This is a data scraping project that sources data from the Houzz e-commerce platform, the CNN YouTube channel, and the TedTalk official website. The implementation uses the Apache Beam framework to build an ETL pipeline and write the results into an Elasticsearch database.
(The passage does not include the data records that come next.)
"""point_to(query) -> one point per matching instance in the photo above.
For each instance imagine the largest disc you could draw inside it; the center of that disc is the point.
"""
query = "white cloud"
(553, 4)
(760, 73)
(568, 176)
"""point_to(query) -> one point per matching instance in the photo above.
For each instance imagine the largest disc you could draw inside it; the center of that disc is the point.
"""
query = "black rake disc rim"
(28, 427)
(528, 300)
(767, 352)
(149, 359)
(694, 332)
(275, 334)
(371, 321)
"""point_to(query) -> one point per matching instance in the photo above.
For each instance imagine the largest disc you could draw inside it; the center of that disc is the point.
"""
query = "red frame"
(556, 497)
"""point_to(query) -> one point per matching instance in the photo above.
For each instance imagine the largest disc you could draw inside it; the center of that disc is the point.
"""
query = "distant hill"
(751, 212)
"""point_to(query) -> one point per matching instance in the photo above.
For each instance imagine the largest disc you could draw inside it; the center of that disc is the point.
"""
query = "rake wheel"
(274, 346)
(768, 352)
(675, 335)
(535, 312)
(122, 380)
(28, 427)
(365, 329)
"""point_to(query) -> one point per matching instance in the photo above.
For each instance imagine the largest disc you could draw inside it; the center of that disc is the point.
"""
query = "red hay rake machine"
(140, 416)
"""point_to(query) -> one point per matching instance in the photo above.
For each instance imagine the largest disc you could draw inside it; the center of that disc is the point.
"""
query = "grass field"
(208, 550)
The final step visualizes the crawler results using Kibana.
[Data Engineering] Build a web crawling ETL pipeline with Apache Beam + Elasticsearch + Kibana
-
Create a .env file with following configs
Note that YOUTUBE_API_KEY you can easily create one for yourself from YouTube Data API v3.
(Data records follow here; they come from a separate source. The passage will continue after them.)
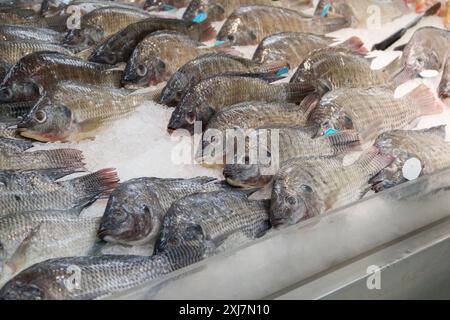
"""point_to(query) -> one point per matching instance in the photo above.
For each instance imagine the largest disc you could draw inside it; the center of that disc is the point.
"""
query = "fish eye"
(141, 70)
(40, 116)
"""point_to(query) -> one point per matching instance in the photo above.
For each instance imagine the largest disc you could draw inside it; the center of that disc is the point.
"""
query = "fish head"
(174, 90)
(86, 37)
(47, 122)
(294, 199)
(235, 32)
(132, 216)
(144, 70)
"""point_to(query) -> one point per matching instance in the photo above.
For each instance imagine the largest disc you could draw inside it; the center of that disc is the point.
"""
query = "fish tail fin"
(356, 45)
(95, 185)
(372, 161)
(426, 101)
(65, 158)
(207, 31)
(344, 141)
(296, 92)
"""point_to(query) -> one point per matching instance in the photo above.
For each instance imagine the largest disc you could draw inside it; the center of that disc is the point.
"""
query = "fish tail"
(296, 92)
(95, 185)
(426, 101)
(65, 158)
(344, 141)
(356, 45)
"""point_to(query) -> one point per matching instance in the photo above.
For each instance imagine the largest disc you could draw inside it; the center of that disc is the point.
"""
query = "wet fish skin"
(372, 111)
(101, 276)
(33, 191)
(304, 188)
(429, 146)
(30, 238)
(101, 23)
(344, 69)
(292, 142)
(207, 223)
(203, 67)
(136, 209)
(158, 56)
(120, 46)
(218, 10)
(19, 32)
(204, 100)
(428, 49)
(250, 25)
(40, 71)
(12, 51)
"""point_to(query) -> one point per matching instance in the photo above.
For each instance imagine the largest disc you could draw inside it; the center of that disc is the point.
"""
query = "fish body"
(219, 92)
(34, 237)
(332, 68)
(203, 67)
(428, 146)
(158, 56)
(136, 209)
(19, 32)
(103, 22)
(73, 111)
(283, 143)
(33, 191)
(217, 10)
(120, 46)
(40, 71)
(12, 51)
(372, 111)
(250, 25)
(304, 188)
(358, 11)
(428, 49)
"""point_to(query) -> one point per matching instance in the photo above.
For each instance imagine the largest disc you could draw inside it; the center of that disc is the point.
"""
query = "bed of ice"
(140, 145)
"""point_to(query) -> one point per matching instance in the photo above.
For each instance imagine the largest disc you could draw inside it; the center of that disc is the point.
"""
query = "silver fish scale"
(54, 234)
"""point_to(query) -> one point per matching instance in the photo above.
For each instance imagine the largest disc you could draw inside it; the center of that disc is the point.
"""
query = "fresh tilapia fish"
(306, 188)
(428, 49)
(158, 56)
(249, 25)
(15, 109)
(40, 71)
(294, 47)
(30, 238)
(73, 111)
(208, 65)
(427, 146)
(444, 86)
(204, 224)
(136, 209)
(120, 46)
(290, 142)
(165, 5)
(101, 23)
(358, 12)
(40, 160)
(33, 191)
(217, 10)
(372, 111)
(99, 277)
(18, 32)
(219, 92)
(12, 51)
(332, 68)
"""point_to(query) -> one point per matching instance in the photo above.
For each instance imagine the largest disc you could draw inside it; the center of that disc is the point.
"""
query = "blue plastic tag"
(282, 71)
(330, 131)
(325, 10)
(219, 43)
(202, 16)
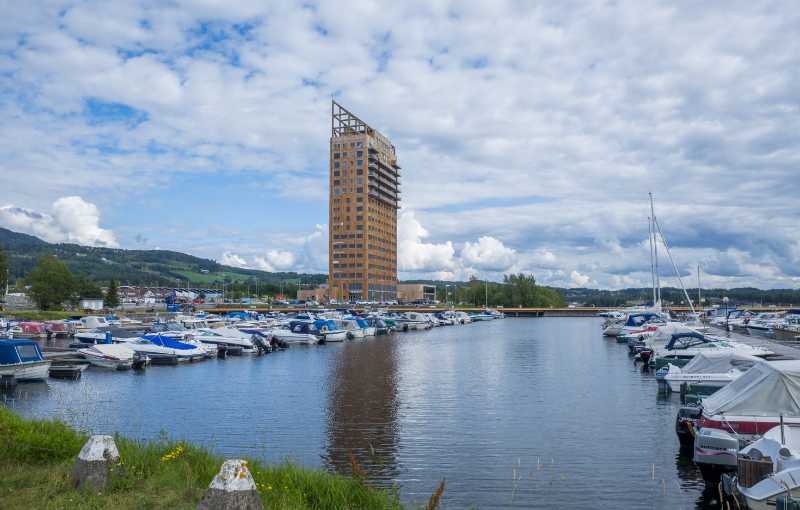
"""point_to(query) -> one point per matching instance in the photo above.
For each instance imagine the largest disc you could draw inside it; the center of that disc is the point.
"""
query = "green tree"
(86, 288)
(112, 295)
(51, 283)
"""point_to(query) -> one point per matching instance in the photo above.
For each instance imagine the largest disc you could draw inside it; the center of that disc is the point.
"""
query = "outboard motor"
(685, 425)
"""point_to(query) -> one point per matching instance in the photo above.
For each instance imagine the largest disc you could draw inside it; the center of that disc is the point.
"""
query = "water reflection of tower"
(362, 409)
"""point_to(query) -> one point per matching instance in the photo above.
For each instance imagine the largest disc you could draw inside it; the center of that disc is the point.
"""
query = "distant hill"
(135, 267)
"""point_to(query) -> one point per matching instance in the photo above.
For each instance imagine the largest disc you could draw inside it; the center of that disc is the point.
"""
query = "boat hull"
(31, 371)
(338, 336)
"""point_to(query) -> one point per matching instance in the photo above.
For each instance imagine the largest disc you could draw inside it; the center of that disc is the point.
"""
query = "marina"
(542, 402)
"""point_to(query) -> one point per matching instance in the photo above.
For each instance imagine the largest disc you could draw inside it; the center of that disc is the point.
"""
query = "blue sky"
(529, 133)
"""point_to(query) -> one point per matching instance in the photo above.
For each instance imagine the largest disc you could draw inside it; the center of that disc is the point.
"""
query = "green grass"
(36, 457)
(38, 315)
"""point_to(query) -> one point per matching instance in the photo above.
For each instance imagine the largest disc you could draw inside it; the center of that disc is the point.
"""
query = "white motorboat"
(744, 410)
(300, 332)
(92, 322)
(162, 345)
(781, 446)
(113, 356)
(712, 369)
(685, 345)
(228, 337)
(23, 359)
(354, 329)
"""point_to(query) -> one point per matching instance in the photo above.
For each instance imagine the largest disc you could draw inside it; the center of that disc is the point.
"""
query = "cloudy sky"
(529, 132)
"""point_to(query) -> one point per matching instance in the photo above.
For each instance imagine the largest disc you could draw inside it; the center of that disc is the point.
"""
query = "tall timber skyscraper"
(364, 198)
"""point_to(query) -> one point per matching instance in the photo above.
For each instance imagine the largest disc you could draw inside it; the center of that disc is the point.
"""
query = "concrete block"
(232, 489)
(97, 457)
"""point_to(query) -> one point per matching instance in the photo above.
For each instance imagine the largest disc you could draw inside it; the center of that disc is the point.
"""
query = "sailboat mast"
(674, 267)
(655, 247)
(652, 271)
(699, 303)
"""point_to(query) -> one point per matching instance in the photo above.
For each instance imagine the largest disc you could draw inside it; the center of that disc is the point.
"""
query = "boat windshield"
(27, 352)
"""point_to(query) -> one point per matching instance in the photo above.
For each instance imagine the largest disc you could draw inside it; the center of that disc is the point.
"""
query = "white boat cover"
(118, 351)
(768, 389)
(663, 334)
(719, 362)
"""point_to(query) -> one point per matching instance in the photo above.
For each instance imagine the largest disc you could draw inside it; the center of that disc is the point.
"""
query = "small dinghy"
(112, 356)
(23, 360)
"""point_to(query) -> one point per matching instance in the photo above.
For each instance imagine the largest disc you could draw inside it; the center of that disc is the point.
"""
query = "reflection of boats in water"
(362, 411)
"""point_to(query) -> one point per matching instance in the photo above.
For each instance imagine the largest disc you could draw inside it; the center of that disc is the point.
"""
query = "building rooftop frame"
(344, 123)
ES HOST, USERNAME, PASSWORD can also be modified, but you'll need to do the corresponding work on docker-compose-elk.yaml
YOUTUBE_API_KEY={CREATE-ONE-FOR-YOUSELF}
ES_HOST=http://es-container:9200
ES_USERNAME=elastic
ES_PASSWORD=elastic
- Create a virtual environment for testing
conda create -n search_engine python=3.8
conda activate search_engine
- Download SentenceTransformer pretrain model from HuggingFace
You'll be able to find sentence_embedding_model.pth file in model folder after execute following commands.
If you are using M1 MacOS, and facing issue "Library not loaded: @rpath/libopenblas.0.dylib".
Try
conda install openblas
before you run below.
cd ./hwf-search-etl
pip install -r requirements.txt
python ./model/download_pretrain_model.py
- Build Elasticsearch & Kibana Service
visit http://127.0.0.1:9200 for elasticsearch
visit http://127.0.0.1:5601 for kibana
check docker container by 'docker ps'
check elk_elastic network exists by 'docker network ls'
cd ./elk
docker-compose -f docker-compose-elk.yaml up -d
docker ps
docker network ls
- Build Pipeline images
cd ./hwf-search-etl
docker build --tag search-etl -f Pipeline.Dockerfile .
docker images
- Run Pipeline
- export RUN_MODE=local | beam
- export DATA_SOURCE=houzz | news | tedtalk
In average, it'll take around 20 mins for crawling a single source for the most recent 5000 docs.
docker run --rm --network elk_elastic --env-file .env search-etl $RUN_MODE $DATA_SOURCE
- Check Results
- Visit http://127.0.0.1:5601 for Kibana and login (username/password)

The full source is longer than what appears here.